18 ottobre 2018
Aggiornato 11:00

Ecco la dieta antinfiammatoria che (secondo gli scienziati) aumenterebbe la longevità

I cibi che aumentano la longevità, raccomandati in seguito a uno studio pubblicato sul Journal of Internal Medicine
Dieta antinfiammatoria
Dieta antinfiammatoria (Josep Suria | Shutterstock)

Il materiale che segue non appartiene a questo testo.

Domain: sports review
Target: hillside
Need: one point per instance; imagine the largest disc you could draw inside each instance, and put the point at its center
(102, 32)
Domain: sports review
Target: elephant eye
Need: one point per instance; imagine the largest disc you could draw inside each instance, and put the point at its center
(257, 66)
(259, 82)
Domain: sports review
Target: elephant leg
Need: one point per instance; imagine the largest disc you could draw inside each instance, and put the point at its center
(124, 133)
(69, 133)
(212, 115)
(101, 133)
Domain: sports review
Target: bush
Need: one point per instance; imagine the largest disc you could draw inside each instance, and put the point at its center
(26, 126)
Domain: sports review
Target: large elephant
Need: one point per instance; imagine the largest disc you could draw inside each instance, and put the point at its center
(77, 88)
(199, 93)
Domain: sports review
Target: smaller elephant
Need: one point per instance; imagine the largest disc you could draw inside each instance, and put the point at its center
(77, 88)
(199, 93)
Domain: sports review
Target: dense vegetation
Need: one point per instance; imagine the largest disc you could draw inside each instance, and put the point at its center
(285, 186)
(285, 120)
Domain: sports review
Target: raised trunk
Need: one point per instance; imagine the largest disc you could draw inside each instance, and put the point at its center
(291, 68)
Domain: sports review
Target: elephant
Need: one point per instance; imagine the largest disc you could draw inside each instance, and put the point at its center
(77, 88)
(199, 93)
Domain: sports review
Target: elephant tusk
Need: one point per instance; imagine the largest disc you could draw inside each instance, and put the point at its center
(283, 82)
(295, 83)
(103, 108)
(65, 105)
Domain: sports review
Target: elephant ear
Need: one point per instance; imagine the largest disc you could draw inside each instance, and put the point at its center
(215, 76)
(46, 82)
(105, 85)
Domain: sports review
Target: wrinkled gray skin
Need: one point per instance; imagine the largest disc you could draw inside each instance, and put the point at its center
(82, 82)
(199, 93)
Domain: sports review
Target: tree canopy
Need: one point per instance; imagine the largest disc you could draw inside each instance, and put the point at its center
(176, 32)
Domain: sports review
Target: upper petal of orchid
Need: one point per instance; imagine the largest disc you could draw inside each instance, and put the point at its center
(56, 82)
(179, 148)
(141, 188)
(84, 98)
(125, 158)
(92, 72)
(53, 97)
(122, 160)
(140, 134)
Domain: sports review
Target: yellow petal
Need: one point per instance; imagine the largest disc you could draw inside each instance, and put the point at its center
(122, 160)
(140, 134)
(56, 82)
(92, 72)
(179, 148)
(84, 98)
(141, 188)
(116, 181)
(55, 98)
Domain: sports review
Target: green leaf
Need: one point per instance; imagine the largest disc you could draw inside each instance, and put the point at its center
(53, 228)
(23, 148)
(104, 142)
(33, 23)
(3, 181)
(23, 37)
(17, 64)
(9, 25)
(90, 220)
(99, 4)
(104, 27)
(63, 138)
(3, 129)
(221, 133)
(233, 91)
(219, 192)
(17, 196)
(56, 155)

Non si tratta di un vero e proprio regime alimentare quello suggerito recentemente sul prestigioso Journal of Internal Medicine, piuttosto di un’indicazione sui migliori alimenti per la nostra salute. Alcuni, secondo gli scienziati, svolgerebbero un importante azione antinfiammatoria aumentando la longevità e scongiurando il rischio di cancro e malattie cardiache. Ecco quali sono i cibi da mettere ogni giorno in tavola.

Un piano di antiossidanti
Affinché la dieta possa tradursi in un metodo efficace per star meglio e godere di ottima salute, deve contenere – prima di tutto – alimenti ricchi di antiossidanti. Ciò significa che quotidianamente bisogna mettere nel piatto frutta e verdura, soprattutto mirtilli, pomodori, verdura a foglia verde. Ma anche l’immancabile frutta secca e l’olio extravergine di oliva, vero e proprio vanto della dieta mediterranea.

Sì al vino rosso ma…
Anche il vino rosso è ammesso nella dieta per la longevità, la stessa cosa dicasi della birra. Va però sottolineato che le nuove linee guida suggeriscono di stare senza alcol per almeno due giorni consecutivi a settimana.

Lo studio
Per arrivare a tali conclusioni, gli scienziati hanno esaminato oltre sessantottomila uomini e donne di età compresa fra i 45 e gli 83 anni. Lo studio è stato molto ampio ed è durato ben 16 anni. L’obiettivo del lavoro era quello di trovare un’eventuale relazione tra un indice di dieta antinfiammatoria (AIDI) e la mortalità legata a tutte le cause o cause specifiche. Per comprendere tale legame sono stati considerati anche altri fattori di rischio inerente allo stile di vita come, per esempio, il fumo.

I risultati
Dai risultati ottenuti dallo studio è emerso chi consumava perlopiù alimenti antinfiammatori assisteva a una riduzione del 18 percento di morte per qualsiasi causa, del 20% per decesso dovuto a eventi cardiovascolari e del 13% per cancro.

Gli alimenti giusti
«È noto che frutta, verdura, tè, caffè, vino rosso, birra e cioccolato sono ricchi di antiossidanti. Pane integrale, cereali per la colazione, verdure e frutta fresca e secca sono ricchi di fibre alimentari e gli oli di oliva e di colza sono ricche fonti di acidi grassi monoinsaturi e polinsaturi, che sono potenzialmente benefici per la salute a causa delle loro proprietà anti-infiammatorie», spiega la dottoressa Joanna Kaluza, professore associato presso l'Università di Scienze della Vita di Varsavia (Polonia).

I maggiori benefici
Le persone che ne beneficiavano maggiormente erano quelle che fumavano. Esse, infatti, assistevano a una riduzione del rischio di morte per qualsiasi causa del 31%, del decesso per malattie cardiovascolari del 36% e per cancro del 22%, rispetto agli altri fumatori. «La nostra analisi dose-risposta ha dimostrato che anche l'adesione parziale alla dieta anti-infiammatoria può fornire un beneficio per la salute», continua Kaluza.

Il pericolo dell’infiammazione cronica
L’infiammazione è una riposta naturale del nostro organismo qualora un microorganismo o una sostanza estranea viene riconosciuta tale dal sistema immunitario. Oggi la scienza sa che quando questa condizione si cronicizza si possono presentare malattie cardiovascolari, diabete, cancro, alzheimer, depressione, ansia artrite eccetera. È quindi necessario, in questo caso, seguire uno stile di vita sano: fare attività fisica, evitare luoghi inquinanti, il consumo di carni lavorate (salumi), cibi industriali e bevande gassate.